• biosimilar pharmaceuticals
• disease modifying antirheumatic drug
• drug utilization
• evidence based medicine
• rheumatoid arthritis

Aims. This study is aimed at assessing the utilization patterns and the clinical impact of the introduction of infliximab-biosimilar in a central Region of Italy (Tuscany).
Methods. We performed a retrospective population based cohort study on data collected in Tuscan healthcare administrative databases. We included patients with diagnosis of RA, or psoriatic arthritis, or ankylosing spondylitis, or ulcerative colitis (UC), or Crohn’s disease (CD), or psoriasis. The first analysis compared patients treated with infliximab on January 1st, 2013 (originator only available) to those on January 1st, 2016 (originator and biosimilar available). The second analysis compared infliximab-originator users with infliximab-biosimilar ones. Adjusted odds ratios (OR) for persistence on treatment, emergency department (ED) admissions, hospitalizations and specialist visits were calculated.

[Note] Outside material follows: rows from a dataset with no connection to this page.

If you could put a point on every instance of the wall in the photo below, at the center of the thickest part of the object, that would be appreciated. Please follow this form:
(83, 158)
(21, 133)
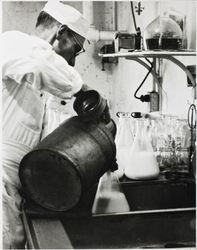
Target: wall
(119, 82)
(127, 75)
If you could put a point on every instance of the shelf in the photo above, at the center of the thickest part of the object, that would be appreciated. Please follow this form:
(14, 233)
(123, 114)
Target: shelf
(168, 55)
(150, 54)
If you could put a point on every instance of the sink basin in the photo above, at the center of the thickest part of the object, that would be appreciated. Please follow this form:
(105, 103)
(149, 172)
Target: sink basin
(162, 215)
(161, 193)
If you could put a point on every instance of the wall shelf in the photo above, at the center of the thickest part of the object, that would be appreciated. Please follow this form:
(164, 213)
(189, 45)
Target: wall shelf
(169, 55)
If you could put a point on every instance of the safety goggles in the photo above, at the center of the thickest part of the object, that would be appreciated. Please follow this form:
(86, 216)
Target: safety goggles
(82, 50)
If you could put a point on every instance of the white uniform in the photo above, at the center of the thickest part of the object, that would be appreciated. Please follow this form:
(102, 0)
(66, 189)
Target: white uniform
(35, 80)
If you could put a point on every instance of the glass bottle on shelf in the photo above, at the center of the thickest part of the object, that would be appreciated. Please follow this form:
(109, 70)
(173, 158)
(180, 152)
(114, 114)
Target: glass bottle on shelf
(124, 140)
(163, 33)
(142, 160)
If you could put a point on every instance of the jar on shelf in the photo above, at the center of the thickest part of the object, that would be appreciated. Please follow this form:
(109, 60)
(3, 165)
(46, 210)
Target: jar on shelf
(163, 33)
(142, 159)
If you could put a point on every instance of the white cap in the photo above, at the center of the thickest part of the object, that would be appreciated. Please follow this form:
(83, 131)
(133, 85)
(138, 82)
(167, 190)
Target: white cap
(67, 15)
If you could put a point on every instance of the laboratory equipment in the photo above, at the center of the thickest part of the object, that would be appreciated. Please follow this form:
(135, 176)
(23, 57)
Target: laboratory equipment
(163, 33)
(142, 160)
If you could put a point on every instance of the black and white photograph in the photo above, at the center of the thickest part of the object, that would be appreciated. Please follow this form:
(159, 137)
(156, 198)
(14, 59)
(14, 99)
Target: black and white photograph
(98, 124)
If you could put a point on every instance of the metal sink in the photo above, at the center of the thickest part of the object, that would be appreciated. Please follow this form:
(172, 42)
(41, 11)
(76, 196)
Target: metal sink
(162, 215)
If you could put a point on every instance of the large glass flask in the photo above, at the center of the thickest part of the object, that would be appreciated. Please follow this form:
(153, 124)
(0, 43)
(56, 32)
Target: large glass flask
(142, 163)
(163, 33)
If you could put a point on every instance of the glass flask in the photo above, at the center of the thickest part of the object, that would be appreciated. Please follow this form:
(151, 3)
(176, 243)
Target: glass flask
(124, 140)
(109, 197)
(142, 159)
(163, 33)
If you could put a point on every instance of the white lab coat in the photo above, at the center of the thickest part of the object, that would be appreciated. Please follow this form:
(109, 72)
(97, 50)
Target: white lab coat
(34, 81)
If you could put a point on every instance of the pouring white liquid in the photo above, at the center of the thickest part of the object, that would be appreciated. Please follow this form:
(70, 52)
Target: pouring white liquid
(143, 165)
(109, 198)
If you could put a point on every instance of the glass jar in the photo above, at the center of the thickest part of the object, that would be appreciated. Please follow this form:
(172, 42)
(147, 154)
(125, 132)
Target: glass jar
(163, 33)
(142, 160)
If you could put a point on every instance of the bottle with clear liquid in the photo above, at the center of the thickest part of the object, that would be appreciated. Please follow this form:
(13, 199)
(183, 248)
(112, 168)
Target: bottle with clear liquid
(163, 33)
(124, 141)
(142, 162)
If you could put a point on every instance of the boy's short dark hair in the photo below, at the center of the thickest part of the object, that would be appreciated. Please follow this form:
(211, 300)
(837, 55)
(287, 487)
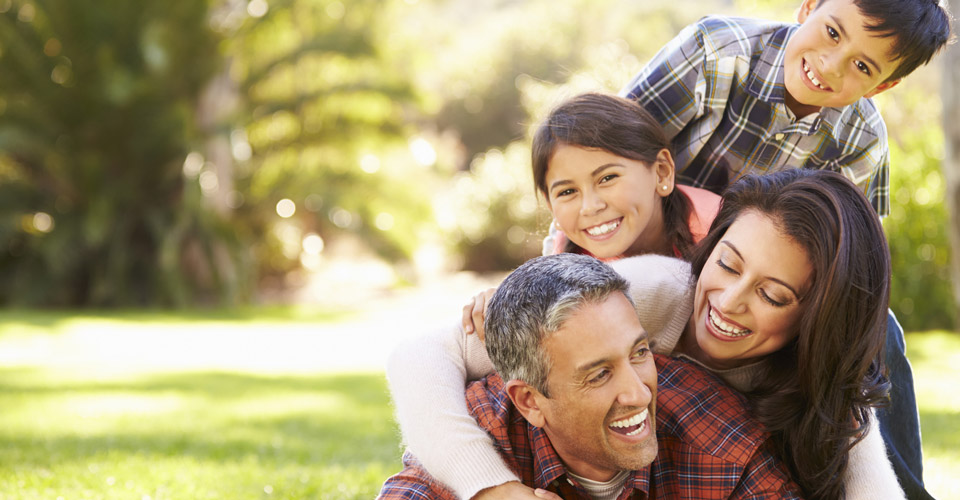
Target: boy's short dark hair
(920, 29)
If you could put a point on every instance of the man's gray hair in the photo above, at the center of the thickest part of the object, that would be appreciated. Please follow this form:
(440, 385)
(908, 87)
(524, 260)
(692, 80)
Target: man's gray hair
(534, 302)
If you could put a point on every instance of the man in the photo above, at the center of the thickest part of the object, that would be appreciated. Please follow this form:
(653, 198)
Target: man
(576, 409)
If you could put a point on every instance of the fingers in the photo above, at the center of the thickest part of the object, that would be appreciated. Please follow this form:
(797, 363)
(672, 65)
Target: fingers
(467, 319)
(481, 302)
(549, 495)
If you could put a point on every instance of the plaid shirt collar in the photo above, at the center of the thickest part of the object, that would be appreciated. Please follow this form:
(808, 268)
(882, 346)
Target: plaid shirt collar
(548, 468)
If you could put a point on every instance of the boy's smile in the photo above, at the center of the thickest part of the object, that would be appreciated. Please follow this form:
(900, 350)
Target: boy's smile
(833, 60)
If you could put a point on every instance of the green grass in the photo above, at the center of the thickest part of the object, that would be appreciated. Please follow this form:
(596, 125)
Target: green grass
(152, 433)
(935, 357)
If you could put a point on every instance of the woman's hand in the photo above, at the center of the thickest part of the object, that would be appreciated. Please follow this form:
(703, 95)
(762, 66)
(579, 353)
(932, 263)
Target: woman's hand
(515, 490)
(476, 311)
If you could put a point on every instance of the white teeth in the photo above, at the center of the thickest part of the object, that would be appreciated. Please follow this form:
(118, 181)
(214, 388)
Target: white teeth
(639, 418)
(726, 328)
(812, 77)
(603, 228)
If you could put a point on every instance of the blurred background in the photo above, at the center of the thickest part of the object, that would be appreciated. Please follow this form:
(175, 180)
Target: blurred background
(317, 178)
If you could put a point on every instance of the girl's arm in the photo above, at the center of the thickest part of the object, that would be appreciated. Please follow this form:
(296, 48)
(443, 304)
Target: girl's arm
(427, 378)
(869, 473)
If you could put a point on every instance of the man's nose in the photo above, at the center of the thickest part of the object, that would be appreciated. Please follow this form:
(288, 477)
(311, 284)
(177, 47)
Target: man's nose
(634, 391)
(592, 203)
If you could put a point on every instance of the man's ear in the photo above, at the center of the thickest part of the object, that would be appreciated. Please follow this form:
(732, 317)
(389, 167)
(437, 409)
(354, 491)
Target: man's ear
(527, 401)
(665, 170)
(806, 7)
(883, 87)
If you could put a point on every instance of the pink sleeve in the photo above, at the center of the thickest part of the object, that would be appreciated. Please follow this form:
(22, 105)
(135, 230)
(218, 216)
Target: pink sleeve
(705, 205)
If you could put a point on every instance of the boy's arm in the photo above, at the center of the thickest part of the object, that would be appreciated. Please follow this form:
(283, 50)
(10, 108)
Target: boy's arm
(672, 85)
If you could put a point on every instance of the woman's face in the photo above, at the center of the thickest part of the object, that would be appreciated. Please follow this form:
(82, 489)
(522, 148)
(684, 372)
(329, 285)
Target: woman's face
(607, 204)
(747, 300)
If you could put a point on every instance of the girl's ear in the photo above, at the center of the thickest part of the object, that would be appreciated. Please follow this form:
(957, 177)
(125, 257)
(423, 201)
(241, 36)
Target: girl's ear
(664, 168)
(806, 7)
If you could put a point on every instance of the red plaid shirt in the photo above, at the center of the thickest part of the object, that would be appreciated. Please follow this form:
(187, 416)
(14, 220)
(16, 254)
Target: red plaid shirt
(709, 447)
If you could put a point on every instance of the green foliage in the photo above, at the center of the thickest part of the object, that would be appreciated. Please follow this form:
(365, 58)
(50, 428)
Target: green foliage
(96, 116)
(921, 294)
(325, 106)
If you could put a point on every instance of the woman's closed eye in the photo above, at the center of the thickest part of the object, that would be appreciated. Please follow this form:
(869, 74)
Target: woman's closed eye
(769, 298)
(725, 267)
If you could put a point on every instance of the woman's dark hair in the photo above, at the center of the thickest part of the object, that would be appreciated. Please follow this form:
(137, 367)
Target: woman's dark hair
(621, 127)
(815, 393)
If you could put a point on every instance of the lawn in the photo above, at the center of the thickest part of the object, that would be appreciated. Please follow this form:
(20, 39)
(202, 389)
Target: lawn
(86, 415)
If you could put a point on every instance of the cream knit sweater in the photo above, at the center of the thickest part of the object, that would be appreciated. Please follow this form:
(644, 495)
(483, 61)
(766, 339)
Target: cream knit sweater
(427, 377)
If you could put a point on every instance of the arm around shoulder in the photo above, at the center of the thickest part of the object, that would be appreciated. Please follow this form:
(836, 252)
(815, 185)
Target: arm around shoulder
(427, 378)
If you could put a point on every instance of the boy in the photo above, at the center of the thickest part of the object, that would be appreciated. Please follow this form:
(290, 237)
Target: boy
(744, 96)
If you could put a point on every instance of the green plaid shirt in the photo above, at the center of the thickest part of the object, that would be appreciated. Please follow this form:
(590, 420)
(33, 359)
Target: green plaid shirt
(717, 88)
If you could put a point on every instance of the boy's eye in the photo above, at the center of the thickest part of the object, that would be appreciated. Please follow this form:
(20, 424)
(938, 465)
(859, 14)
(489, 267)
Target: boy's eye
(832, 33)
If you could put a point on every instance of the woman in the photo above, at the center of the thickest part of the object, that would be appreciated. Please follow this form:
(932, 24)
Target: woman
(789, 307)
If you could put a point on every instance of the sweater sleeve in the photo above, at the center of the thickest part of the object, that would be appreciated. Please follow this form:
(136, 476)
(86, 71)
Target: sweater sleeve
(427, 378)
(869, 473)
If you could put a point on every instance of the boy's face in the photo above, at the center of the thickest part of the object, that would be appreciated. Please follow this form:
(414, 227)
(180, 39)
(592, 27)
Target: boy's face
(832, 60)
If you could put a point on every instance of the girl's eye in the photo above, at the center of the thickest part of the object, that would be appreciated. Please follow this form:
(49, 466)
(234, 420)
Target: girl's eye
(770, 300)
(832, 33)
(608, 177)
(726, 267)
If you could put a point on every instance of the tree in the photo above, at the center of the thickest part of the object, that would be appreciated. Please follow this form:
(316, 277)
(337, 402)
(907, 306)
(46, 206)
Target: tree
(96, 118)
(951, 160)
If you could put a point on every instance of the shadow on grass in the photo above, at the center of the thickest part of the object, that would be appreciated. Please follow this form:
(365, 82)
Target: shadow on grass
(311, 420)
(941, 431)
(359, 388)
(54, 319)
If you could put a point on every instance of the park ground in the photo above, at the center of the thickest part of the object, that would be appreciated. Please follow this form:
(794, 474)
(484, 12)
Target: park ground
(280, 402)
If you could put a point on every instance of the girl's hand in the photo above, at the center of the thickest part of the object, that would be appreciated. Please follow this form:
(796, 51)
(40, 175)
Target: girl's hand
(515, 490)
(475, 311)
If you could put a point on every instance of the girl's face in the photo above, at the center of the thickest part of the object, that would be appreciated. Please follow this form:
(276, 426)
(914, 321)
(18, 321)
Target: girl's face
(747, 301)
(606, 204)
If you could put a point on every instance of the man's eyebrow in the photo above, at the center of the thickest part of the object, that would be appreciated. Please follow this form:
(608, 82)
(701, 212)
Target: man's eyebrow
(586, 367)
(865, 56)
(595, 172)
(771, 278)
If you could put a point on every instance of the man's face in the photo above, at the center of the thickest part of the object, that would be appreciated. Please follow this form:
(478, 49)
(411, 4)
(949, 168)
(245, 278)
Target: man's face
(600, 417)
(832, 60)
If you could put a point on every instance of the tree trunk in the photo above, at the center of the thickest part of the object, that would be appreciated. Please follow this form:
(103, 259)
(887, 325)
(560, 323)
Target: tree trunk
(950, 91)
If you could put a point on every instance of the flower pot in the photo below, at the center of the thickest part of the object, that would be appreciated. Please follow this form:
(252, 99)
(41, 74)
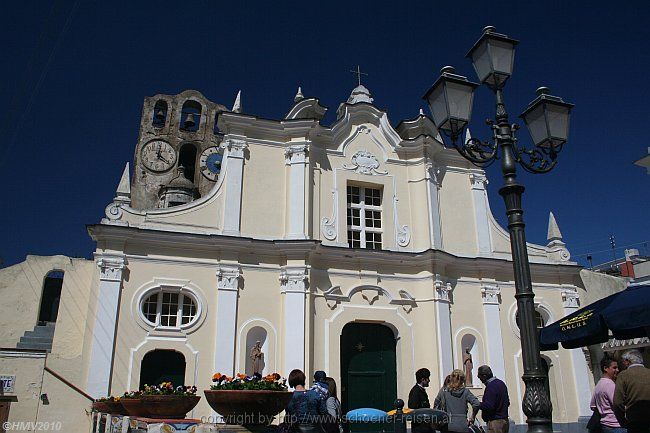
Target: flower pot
(134, 407)
(169, 406)
(115, 407)
(101, 406)
(248, 407)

Results. The first analysis included 606 patients and the second 434. In both analyses, we did not observe any significant difference in persistence. In the first analysis, the 2016 infliximab-originator cohort showed a significant association with the risk of having at least one ED admission (OR 1.54, 95% CI 1.02 to 2.31). A significant difference of accessing a specialist visit (more frequently rheumatologic) was observed in the 2016 cohort (OR 1.52, 95% CI 1.05 to 2.20). In the second analysis, the probability of having at least one hospitalization decreased significantly in switchers to infliximab-biosimilar (OR 0.49, 95% CI 0.26 to 0.96).
Conclusions. Our study showed no relevant changes in the clinical outcomes following the introduction of infliximab-biosimilar. The few differences observed can be explained mainly by a selective switching to infliximab-biosimilar in patients with lower burden of disease.